2. Relevant equations

Given above

3. The attempt at a solution
#1 I know that axb = |a||b|sinx
and axa = 0 and axb = -b x a but i do not understand how the powers or constants affect this?

#2 No idea

#3 A trapezium has one set of parallel sides only and i know if vectors are parallel they are a multiple of each other, however none of these seem to be multiples of each other?

2. Nov 3, 2012

micromass

This is false. The length of $a\times b$ equals $|a||b|\sin\theta$.

Anyway, what do you mean with $(a\times b)^2$?? What does it mean to take the square of a vector??

3. Nov 3, 2012

FilipaE

I am using x as the cross product, meaning the cross product of a and b is |a||b|sinx, is this not correct?

4. Nov 3, 2012

FilipaE

and (a x b)^2 means the cross product of a and b all sqaured

5. Nov 3, 2012

micromass

No, that is not correct. Review your definition of cross product.

6. Nov 3, 2012

micromass

Yes, I get that: it means that you take the square of the cross product. But the cross product is a vector. What do you mean with the square of a vector?

7. Nov 3, 2012

FilipaE

This is the definition of cross product online |a x b|=|a||b|sinx
I have no idea what you mean vectors is a very confusing topic for me

8. Nov 3, 2012

micromass

Yes, the definition $|a\times b|=|a||b|\sin x$ is correct. But writing $a\times b=|a||b|sin x$ is not correct. Do you see the difference?

9. Nov 3, 2012

FilipaE

Oh i see, so how does the formula differ without the modulus sign? and what happens where there is addition involved as in Q1 part 2

10. Nov 3, 2012

micromass

Do you understand that $a\times b$ is a vector and that $|a\times b|$ is a scalar??

11. Nov 3, 2012

FilipaE

yes i do now, but given this information how would i write the vector a x b?

12. Nov 3, 2012

micromass

Before you do that, you got to understand what $(a\times b)^2$ is. What does it mean to square a vector?

13. Nov 3, 2012

FilipaE

Is it the dot product of the two vectors, creating a scalar?

14. Nov 3, 2012

micromass

Yes.

So you need to find $(a\times b)\cdot (a\times b)$.

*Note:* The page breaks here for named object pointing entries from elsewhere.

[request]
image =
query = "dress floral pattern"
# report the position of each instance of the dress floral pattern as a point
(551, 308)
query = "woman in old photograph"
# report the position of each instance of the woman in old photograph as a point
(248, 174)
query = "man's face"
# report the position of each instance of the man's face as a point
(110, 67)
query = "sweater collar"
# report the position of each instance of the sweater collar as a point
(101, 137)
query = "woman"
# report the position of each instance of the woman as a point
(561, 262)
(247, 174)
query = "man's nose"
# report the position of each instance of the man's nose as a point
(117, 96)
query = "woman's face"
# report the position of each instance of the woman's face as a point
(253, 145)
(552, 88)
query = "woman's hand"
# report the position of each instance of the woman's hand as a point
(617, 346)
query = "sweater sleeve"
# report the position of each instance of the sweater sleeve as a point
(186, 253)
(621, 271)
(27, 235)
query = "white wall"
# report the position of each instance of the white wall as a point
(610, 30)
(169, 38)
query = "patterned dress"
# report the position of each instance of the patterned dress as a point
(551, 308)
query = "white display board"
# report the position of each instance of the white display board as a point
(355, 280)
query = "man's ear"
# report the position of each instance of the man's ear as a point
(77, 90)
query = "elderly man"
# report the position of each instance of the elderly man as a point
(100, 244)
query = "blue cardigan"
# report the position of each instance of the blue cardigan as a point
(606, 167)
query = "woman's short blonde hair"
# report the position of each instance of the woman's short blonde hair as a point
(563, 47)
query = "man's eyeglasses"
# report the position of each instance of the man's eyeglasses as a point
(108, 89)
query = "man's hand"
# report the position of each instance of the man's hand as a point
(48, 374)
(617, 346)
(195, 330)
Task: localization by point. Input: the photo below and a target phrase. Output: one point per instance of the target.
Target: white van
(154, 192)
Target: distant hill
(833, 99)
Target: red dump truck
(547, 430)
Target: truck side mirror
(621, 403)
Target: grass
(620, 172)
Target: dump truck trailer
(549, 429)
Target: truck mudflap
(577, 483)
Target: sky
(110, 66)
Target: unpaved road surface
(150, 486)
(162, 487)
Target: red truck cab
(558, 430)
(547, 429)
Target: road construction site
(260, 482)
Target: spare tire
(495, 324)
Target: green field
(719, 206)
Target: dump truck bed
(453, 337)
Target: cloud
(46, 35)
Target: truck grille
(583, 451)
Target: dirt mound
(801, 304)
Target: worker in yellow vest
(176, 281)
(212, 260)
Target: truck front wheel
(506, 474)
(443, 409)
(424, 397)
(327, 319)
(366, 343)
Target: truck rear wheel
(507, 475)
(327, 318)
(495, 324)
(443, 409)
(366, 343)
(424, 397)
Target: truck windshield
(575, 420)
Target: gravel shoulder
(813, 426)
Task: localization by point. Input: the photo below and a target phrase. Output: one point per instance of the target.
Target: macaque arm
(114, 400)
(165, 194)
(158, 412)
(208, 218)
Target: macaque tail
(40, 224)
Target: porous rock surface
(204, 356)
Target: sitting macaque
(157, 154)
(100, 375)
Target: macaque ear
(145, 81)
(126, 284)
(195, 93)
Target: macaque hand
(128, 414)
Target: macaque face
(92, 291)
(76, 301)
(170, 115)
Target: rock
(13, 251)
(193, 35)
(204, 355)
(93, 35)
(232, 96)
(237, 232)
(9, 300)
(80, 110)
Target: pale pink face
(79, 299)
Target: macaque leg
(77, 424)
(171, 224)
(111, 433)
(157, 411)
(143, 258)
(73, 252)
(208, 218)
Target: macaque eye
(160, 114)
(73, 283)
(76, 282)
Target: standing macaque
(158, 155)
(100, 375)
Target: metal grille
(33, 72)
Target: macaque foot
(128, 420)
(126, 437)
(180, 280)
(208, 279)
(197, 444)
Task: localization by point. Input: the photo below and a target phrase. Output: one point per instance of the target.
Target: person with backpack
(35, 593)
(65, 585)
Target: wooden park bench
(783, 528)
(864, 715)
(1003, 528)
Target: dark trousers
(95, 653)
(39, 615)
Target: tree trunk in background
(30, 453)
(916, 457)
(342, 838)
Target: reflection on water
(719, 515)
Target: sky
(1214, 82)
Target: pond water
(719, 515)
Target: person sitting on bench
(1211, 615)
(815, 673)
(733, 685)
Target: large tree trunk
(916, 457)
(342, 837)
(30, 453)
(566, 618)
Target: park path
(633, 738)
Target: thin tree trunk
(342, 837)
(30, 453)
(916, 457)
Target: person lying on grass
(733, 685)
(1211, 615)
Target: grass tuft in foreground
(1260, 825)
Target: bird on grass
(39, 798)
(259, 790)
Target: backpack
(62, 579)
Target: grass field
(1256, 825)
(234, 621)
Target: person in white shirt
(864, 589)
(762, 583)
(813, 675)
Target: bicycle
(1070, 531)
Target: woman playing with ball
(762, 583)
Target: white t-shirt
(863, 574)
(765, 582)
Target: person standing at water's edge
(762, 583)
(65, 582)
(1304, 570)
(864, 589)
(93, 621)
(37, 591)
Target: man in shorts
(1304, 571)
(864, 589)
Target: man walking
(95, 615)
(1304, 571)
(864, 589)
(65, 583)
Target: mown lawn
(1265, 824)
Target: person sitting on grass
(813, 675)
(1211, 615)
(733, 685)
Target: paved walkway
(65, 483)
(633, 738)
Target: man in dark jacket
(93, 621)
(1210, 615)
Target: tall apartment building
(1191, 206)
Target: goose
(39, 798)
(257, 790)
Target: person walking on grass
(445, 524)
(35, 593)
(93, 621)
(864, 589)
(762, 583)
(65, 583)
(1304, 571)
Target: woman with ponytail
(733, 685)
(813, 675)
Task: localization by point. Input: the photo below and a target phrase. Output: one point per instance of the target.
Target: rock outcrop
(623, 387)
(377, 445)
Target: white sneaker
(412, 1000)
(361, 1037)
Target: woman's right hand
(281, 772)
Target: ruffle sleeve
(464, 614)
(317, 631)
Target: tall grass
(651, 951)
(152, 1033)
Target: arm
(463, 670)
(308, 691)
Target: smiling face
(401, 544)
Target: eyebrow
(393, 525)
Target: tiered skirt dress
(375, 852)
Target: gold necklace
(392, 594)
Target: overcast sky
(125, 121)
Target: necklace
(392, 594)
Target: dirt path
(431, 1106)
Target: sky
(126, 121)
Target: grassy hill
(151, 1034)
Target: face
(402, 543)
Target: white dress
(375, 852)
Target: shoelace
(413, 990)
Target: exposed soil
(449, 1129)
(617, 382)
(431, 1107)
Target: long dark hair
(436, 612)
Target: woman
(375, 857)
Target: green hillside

Given a vector v, what is the definition of v.v?

15. Nov 3, 2012

FilipaE

|v|^2?

16. Nov 3, 2012

micromass

So $(a\times b)\cdot (a\times b)=|a\times b|^2$. Now you should be able to calculate this.

17. Nov 3, 2012

FilipaE

Thankyou! I have got the answer 108?

So for [(2a+b) x(a+2b)]^2 I do [(2a+b)x(a+2b)] dot [(2a+b)x(a+2b)] = |(2a+b)x(a+2b)|^2

I know to do this i need to use the distributive law. Is it

2a x a + 2a x2b + b xa + b x2b?
Where 2a x a = 0 and bx2b=0?

18. Nov 3, 2012

FilipaE

So the answer is 108? Thankyou!
For [(2a+b) x(a+2b)]^2 is this the same as
(2a+b) x(a+2b) dot (2a+b) x(a+2b) = |(2a+b) x(a+2b)|^2 ??

I know i have to use some sort of distributive law here but i am not sure on how to do it would it be 2a x a + 2a x 2b + b x a + b x 2b ? where 2a x a = 0 and b x 2b =0??

19. Nov 3, 2012

FilipaE

Sorry didnt think the first message had sent!